They’re a popular toy and are probably on many children’s wish lists this year, but two Portland moms want to warn parents about fidget spinners and the high levels of lead found in some of the toys.
Local mothers and friends Tamara Rubin and Carissa Bonham have done lead testing on hundreds of the fidget spinners, and they told FOX 12 the results they found may surprise parents who have already bought one of the seemingly innocuous toys.
“I tested these not knowing what to expect and found this one to have super high lead and super high mercury, and this one which I expected to tests positive was negative,” Rubin said. “So both have the metallic finish like Mardi Gras beads, and you can’t tell which one’s going to be positive and which one’s going to be negative.”
While the acceptable level lead in toys like this is between 90 and 100 parts per million, Rubin said she found super high levels in the spinners she tested, with one test coming back at 19,000 ppm and another at 37,000 ppm.
Rubin and Bonham have tested many household items for lead over the years and said fidget spinners are only one example of a much larger problem.
Since posting these latest results on her blog, though, Rubin said families from all over the country have sent her fidget spinners.
She tested roughly 200 of them and found 30 percent to 45 percent have high levels of lead.
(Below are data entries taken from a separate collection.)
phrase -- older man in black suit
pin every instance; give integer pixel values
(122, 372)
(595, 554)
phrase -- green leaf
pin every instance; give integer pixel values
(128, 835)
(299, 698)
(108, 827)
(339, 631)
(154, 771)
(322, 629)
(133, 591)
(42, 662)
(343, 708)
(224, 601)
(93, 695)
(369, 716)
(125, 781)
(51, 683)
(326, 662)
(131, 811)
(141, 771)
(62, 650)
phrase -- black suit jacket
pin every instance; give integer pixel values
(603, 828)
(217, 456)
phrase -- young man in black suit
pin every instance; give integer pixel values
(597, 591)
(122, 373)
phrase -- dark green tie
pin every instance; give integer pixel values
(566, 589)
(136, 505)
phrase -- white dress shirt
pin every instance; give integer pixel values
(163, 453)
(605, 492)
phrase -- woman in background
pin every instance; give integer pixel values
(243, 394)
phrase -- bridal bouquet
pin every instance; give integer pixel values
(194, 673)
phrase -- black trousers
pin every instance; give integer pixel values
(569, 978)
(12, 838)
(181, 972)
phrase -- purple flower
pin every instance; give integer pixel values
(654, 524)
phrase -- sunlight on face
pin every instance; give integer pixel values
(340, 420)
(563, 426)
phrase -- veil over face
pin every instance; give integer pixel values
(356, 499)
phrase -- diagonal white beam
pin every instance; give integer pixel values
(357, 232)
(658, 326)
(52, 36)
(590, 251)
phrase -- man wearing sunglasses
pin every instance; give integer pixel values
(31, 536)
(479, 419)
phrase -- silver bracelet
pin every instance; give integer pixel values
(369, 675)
She says the results are especially high in those with led lights, metallic coatings, or metal buttons in the center.
The two women said they are mainly concerned because these toys aren’t being pulled off store shelves, adding that part of the problem comes down to how they’re regulated.
A package that says a fidget spinner is for children 12 or over, for instance, is allowed to have potentially higher levels of lead than something specifically intended for younger children.
Thursday the advocacy organization United States Public Interest Research Group issued a national news release on the issue and called on the Consumer Products Safety Commission to consider a recall on the products.
For parents unable to run their own tests for lead and concerned about the safety of a spinner, Bonham suggests going the DIY route.
“if we’re going to choose safe fidget spinners, I think the safest option is to make one yourself out of materials you can find at home,” she said. “You can find dozens of tutorials on Pinterest.”
On her blog CreativeGreenLiving.com, Bonham even provides instructions on how parents can use Lego bricks to make a safe spinner.